The French Connection’s New York may be most stylistically ugly view of the city ever put on film, and it’s no accident. There’s lots of New Yorks in 1970s movies: Woody Allen’s, Scorsese’s, Coppola’s, Lumet’s – but The French Connection’s cinematographer Owen Roizman, and his camera operator, Cuban documentary filmmaker Enrique Bravo, utterly deromanticize NYC. Not being a New Yorker, Friedkin felt no special need to include scenes of Popeye Doyle meeting an informant under the Brooklyn Bridge or feature the Statue of Liberty prominently in the background while a heroin deal goes down.
Instead, Friedkin brings a Chicagoan’s eye to the city, so his Big Apple is a rusted, burnt out, chipped concrete, leaky pipe, vacant lot New York.
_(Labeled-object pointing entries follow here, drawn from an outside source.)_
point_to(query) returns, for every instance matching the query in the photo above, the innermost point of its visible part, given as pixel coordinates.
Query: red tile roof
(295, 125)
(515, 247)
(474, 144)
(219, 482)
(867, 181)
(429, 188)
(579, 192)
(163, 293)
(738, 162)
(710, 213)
There’s no allure, nothing sexy, you don’t want to get on a bus and move there, it’s an ad for every other city in America. A documentary filmmaker before he was a studio filmmaker, Friedkin urged his camera crew to allow rough edges and shaky hand-held work for the deceptive feel of documentary – but don’t be fooled, The French Connection is the work of artists, not journalists.
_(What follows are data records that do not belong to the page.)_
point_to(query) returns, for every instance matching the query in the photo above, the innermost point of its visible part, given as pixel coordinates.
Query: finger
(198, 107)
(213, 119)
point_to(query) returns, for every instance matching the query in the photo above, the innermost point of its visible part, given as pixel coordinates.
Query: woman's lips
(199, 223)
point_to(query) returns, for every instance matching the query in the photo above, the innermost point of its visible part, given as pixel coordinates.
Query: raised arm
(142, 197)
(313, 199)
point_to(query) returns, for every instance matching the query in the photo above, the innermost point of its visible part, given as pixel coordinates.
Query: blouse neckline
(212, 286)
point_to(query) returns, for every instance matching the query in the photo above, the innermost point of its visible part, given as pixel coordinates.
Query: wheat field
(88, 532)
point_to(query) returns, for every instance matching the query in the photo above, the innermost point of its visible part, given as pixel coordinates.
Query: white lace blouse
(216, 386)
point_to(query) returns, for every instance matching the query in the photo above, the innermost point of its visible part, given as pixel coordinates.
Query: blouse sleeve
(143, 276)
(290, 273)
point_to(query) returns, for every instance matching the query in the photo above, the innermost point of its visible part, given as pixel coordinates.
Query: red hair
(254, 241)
The two biggest cop films of 1971 remain The French Connection and Dirty Harry. Friedkin made Popeye Doyle a violent racist goon who gets in way over his head chasing down Fernando Rey’s French drug kingpin, and he loses him. Friedkin’s movie came out in October, and Clint Eastwood and Don Siegel released Dirty Harry on Christmas Eve. Eastwood’s Harry Callahan is also a violent, racist goon, but he’s the hero. Loosely inspired by real life SF detective Dave Toschi and his hunt for the Zodiac, Dirty Harry is a right-wing fantasy in which Harry blows a Zodiac-like psycho away in the end. Of course, the SFPD never came close to doing that.
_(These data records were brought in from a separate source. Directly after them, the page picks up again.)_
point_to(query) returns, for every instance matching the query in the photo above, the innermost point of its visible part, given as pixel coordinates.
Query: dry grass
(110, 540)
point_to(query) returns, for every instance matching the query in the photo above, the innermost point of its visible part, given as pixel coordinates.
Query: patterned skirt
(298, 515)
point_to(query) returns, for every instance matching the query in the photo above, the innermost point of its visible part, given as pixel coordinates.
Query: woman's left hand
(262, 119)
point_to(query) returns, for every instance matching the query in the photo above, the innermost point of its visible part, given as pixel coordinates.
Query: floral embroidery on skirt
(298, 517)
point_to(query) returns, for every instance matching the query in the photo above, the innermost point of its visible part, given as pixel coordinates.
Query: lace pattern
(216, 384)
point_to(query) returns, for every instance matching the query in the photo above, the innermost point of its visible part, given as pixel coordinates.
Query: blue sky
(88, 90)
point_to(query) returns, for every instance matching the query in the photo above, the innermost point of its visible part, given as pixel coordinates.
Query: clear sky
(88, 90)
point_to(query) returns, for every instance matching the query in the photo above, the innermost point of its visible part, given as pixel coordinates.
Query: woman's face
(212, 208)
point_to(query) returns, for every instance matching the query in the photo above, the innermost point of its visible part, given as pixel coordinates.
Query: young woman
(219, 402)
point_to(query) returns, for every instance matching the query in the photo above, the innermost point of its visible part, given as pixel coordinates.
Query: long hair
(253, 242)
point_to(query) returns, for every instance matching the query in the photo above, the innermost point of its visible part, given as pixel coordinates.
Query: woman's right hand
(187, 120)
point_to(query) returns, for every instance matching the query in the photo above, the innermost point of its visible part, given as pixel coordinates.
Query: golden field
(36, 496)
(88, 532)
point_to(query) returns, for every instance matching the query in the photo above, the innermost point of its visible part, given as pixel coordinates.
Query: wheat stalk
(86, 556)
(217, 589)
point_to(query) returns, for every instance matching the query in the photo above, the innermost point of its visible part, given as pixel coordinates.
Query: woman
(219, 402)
Friedkin takes Popeye Doyle to the worst possible ending, where he not only lets his drug kingpin slip through his fingers, but accidentally shoots and kills another cop – and not the first he’s killed. The French Connection went on to sweep the Oscars, winning Best Director, Best Actor, Best Actor in a Supporting Role, Best Cinematography, and Best Picture. Dirty Harry went on to a stunning box office return and four sequels and quotable catchphrases, because the illusions that Friedkin despised always had more appeal.
Friedkin had a genius for making us look at ugly. It’s not that he won’t let us look away, he shoots it so well we don’t want to look away. Not from his Brooklyn in The French Connection, the horrifying, blotched, peeling skin and vomit hurling Linda Blair of the The Exorcist, or the grime and constant sweat-soaked existence of South America in Sorcerer. It’s so essential to his films that when fans realized that Disney, the current owner of The French Connection, had censored a scene in which Popeye Doyle uses a racist slur in all streaming editions of the film, the price for an uncut blu-ray of The French Connection skyrocketed to $161.00. Removing the open racism from Popeye Doyle reduces him to just a cliché movie cop who doesn’t play by the rules, just another Dirty Harry.
When Friedkin released Sorcerer, a box office disappointment, it ran in the Chinese Theater on Hollywood Blvd. for about three weeks before they pulled it. A Friedkin masterpiece, they quickly tossed it aside for a new kids film, Star Wars (1977). The ascension of the boomers, the kids who never knew the Depression and saw American prosperity and world dominance as a given, had arrived. “What happened with Star Wars was like when McDonald’s got a foothold, the taste for good food just disappeared. Now we’re in a period of devolution. Everything has gone backward toward a big sucking hole,” Friedkin once said.
The shift was bigger than one film, of course, it was a whole culture ridding itself of Watergate and Vietnam and, as Reagan would soon put it, wanted it to be “morning in America again” – but Friedkin wasn’t wrong.
Well put, sir. I saw “The French Connection” at the theater with my parents when I was on the verge of adulthood, but still too young to catch all the nuances. Nonetheless I was riveted. That chase scene, holy hell on wheels. And that tiny “buh-bye” wave from the subway still sticks with me today, lo these many decades. It’s a rare movie scene that sticks like that. A sad loss.